REQUIRED BENEFITS. — Every insurance policy complying with the security requirements of s. 627.733 shall provide personal injury protection to the named insured, relatives residing in the same household, persons operating the insured motor vehicle, passengers in such motor vehicle, and other persons struck by such motor vehicle and suffering bodily injury while not an occupant of a self-propelled vehicle, subject to the provisions of subsection (2) and paragraph (4)(d), to a limit of $10,000 for loss sustained by any such person as a result of bodily injury, sickness, disease, or death arising out of the ownership, maintenance, or use of a motor vehicle as follows:

(a) Medical benefits. — Eighty percent of all reasonable expenses for necessary medical, surgical, X-ray, dental, and rehabilitative services, including prosthetic devices, and necessary ambulance, hospital, and nursing services.
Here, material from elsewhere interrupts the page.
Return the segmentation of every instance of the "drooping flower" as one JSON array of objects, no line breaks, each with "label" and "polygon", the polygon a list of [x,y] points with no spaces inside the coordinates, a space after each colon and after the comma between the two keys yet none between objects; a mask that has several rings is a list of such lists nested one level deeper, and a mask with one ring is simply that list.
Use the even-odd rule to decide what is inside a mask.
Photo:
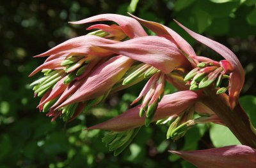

Such benefits shall also include necessary remedial treatment and services recognized and permitted under the laws of the state for an injured person who relies upon spiritual means through prayer alone for healing, in accordance with his religious beliefs.

(b) Disability benefits. — Sixty percent of any loss of gross income and loss of earning capacity per individual from inability to work proximately caused by the injury sustained by the injured person, plus all expenses reasonably incurred in obtaining from others ordinary and necessary services in lieu of those that, but for the injury, the injured person would have performed without income for the benefit of his household. All disability benefits under this provision shall be paid not less than every 2 weeks.

[3] The second orthopedic surgeon suggested that Mrs. Vega postpone arthroscopic knee surgery, an opinion which incidentally saved the carrier approximately $10,000.

[4] The legal duty of an insurer to act fairly and in good faith in settling its insured's claims is independent of any contractual obligation. Opperman v. Nationwide Mut. Fire Ins. Co., 515 So. 2d 263 (Fla. 5th DCA 1987). It is clear on the record before us that Mrs. Vega could have brought an action under section 624.155(1)(b), Florida Statutes (1985), for wrongful infliction of emotional distress based on bad faith refusal to pay first-party benefits. See Fidelity & Casualty Ins. Co. v. Taylor, No. 86-3180 (Fla. 3d DCA Dec. 29, 1987); Dependable Life Ins. Co. v. Harris, 510 So. 2d 985 (Fla. 5th DCA 1987); Dominguez v. Equitable Life Assurance Soc'y, 438 So. 2d 58 (Fla. 3d DCA 1983), approved, 467 So. 2d 281 (Fla. 1985); Comment, The Other Insurance Crisis: Bad Faith Refusal to Pay First-Party Benefits, 15 Fla.St.U.L.Rev. 521 (1987).